Fralin researchers examine whether beneficial bacteria could rescue threatened amphibians

September 22, 2015

Researchers swabbing newts
Jeni Walke, right, a postdoctoral associate in biological sciences at Virginia Tech, swabs newts with Matthew Becker, a former graduate student in the same lab.

Skin bacteria could be the best defense that frogs and salamanders have for protection against dangerous diseases like chytrid fungus. 

By culturing and sequencing the DNA of naturally occurring bacteria living on the skin of four amphibian species in Virginia, Virginia Tech researchers found samples that could be useful for developing probiotic treatments for amphibians.

"There is a lot of interest in using these beneficial bacteria as probiotics to protect amphibians from disease," said Jeni Walke, a postdoctoral researcher at Virginia Tech. "As with many applications of microbiology, using probiotics requires having bacteria that can be grown in the laboratory and then, in this case, applied to amphibians."

Specifically, Walke and her team found distinct microbial communities across amphibian species with many of the dominant bacteria represented by cultures, some of which are known to contribute to disease resistance in hosts. Some species of skin bacteria produce antifungals, which, with the help of scientists, can be developed into chytrid fungus-fighting probiotics. The results were published in the journal Applied and Environmental Microbiology.

Chytrid fungus causes a disease called chytridiomycosis, which is rapidly spreading across the world and already threatens about 500 amphibian species. The disease disrupts amphibian skin, potentially resulting in death. 

Scientists believe chytrid fungus may be the greatest disease-caused loss of biodiversity in recorded history. Many factors are at play, including amphibian behavior, biological defenses, and environmental conditions. Human-driven changes such as climate change, invasive species, pollution, and habitat degradation further complicate the problem.

Walke works in the laboratory of Lisa Belden, an associate professor of biological sciences in the College of Science, a Fralin Life Science Institute affiliate, and a Global Change Center affiliate. Belden’s team is interested in how a frog’s skin microbiome, or the collection of bacteria on its skin, helps it survive chytrid fungus exposure.

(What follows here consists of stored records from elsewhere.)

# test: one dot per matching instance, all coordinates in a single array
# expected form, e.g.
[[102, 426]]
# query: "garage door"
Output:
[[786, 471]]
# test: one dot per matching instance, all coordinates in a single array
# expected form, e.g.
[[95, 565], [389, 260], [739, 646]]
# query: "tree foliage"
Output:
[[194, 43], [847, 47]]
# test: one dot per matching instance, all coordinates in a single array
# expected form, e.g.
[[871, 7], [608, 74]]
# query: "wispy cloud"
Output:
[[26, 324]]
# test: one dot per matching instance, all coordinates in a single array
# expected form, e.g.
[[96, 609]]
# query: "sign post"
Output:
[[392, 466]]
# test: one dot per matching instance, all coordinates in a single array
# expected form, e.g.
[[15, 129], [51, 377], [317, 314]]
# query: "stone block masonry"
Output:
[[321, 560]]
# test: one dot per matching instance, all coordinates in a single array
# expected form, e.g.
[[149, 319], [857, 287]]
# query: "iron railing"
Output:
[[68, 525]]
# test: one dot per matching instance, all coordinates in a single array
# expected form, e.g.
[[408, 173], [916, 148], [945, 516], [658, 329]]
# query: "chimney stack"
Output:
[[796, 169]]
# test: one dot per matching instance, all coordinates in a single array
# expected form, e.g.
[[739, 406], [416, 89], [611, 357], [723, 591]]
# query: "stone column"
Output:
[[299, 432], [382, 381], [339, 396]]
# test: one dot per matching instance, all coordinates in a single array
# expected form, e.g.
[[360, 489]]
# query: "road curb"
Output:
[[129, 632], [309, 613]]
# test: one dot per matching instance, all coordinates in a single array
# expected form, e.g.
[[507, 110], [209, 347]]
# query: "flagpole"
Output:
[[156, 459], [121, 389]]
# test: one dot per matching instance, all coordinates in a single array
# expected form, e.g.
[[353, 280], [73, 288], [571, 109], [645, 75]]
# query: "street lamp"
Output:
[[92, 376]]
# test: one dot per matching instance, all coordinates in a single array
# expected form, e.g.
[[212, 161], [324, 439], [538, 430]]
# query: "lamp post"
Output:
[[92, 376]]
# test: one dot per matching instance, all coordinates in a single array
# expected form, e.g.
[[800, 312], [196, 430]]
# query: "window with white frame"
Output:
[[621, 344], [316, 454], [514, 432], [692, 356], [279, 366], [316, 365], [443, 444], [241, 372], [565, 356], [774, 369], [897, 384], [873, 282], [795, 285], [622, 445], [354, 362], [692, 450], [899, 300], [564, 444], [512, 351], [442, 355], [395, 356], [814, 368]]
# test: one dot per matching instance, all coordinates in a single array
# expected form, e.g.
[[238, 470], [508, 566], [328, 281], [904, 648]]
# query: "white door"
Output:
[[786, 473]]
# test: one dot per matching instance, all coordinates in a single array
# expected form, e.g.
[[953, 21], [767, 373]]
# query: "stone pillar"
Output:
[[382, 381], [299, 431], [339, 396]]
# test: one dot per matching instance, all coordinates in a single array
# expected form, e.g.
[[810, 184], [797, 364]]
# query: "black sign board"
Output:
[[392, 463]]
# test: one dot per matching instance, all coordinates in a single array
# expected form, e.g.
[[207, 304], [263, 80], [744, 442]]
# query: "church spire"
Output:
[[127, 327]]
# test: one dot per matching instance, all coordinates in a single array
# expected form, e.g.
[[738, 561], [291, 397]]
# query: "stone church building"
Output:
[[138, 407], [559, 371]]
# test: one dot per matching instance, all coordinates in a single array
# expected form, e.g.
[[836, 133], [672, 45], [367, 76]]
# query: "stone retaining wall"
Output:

"A chytrid fungus is responsible for many amphibian population declines and extinctions across the world, which is likely the greatest disease-associated loss of biodiversity in recorded history,” Belden said. “While many declines from this fungus have occurred in tropical frogs, a new chytrid fungus has been identified in Europe that infects and kills salamanders. As we live in the global hotspot for salamander diversity, we hope our probiotic research on local amphibians will be far enough along to be useful once that fungus arrives in the U.S."